Apollo Server だけでなく Apollo Client や Apollo Studio など主要な製品は全て無料だが、何で収益を得ているのだろうか。

収益源

2019 年 9 月〜2022 年 10 月ごろまでは Apollo Team プランという開発のあれを売っていた。それ以前は GraphQL operation(Query や Mutation)の数に応じて課金されていたらしい。

https://www.apollographql.com/blog/announcement/introducing-new-simpler-pricing-for-apollo-graph-manager-cf4b39d27a82/
https://www.apollographql.com/migration-faq/

また、企業向けに有償機能 + 技術サポートを売っている。

https://www.apollographql.com/enterprise

2022 年 10 月以降は、GraphOS という supergraph(彼らが subgraph と呼ぶ様々な GraphQL API を一箇所に統合するための public なエンドポイント)の実行環境であるクラウドプラットフォームを売っている。

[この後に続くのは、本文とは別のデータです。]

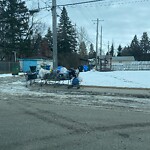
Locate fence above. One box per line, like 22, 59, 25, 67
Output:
0, 62, 20, 73
111, 61, 150, 70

https://www.apollographql.com/blog/announcement/platform/introducing-apollo-graphos/

歴史

Apollo 社の創業メンバーは元々 Meteor Development Group (以下、Meteor 社と呼ぶ)という会社で Meteor.js やそのデプロイ先となるサービスを開発していた。

Meteor 社はプロジェクト名に宇宙関連の用語を使う慣習があり、それで NASA のアポロ計画にあやかって名付けられたようだ(YouTube: Transmission - Episode 7: Apollo AKA Reactive GraphQL)。アポロはギリシャ神話で真実を司る神の名前でもあるので、様々なデータソースを GraphQL で統合する Apollo にはある意味ぴったりな名前と言えるかもしれない。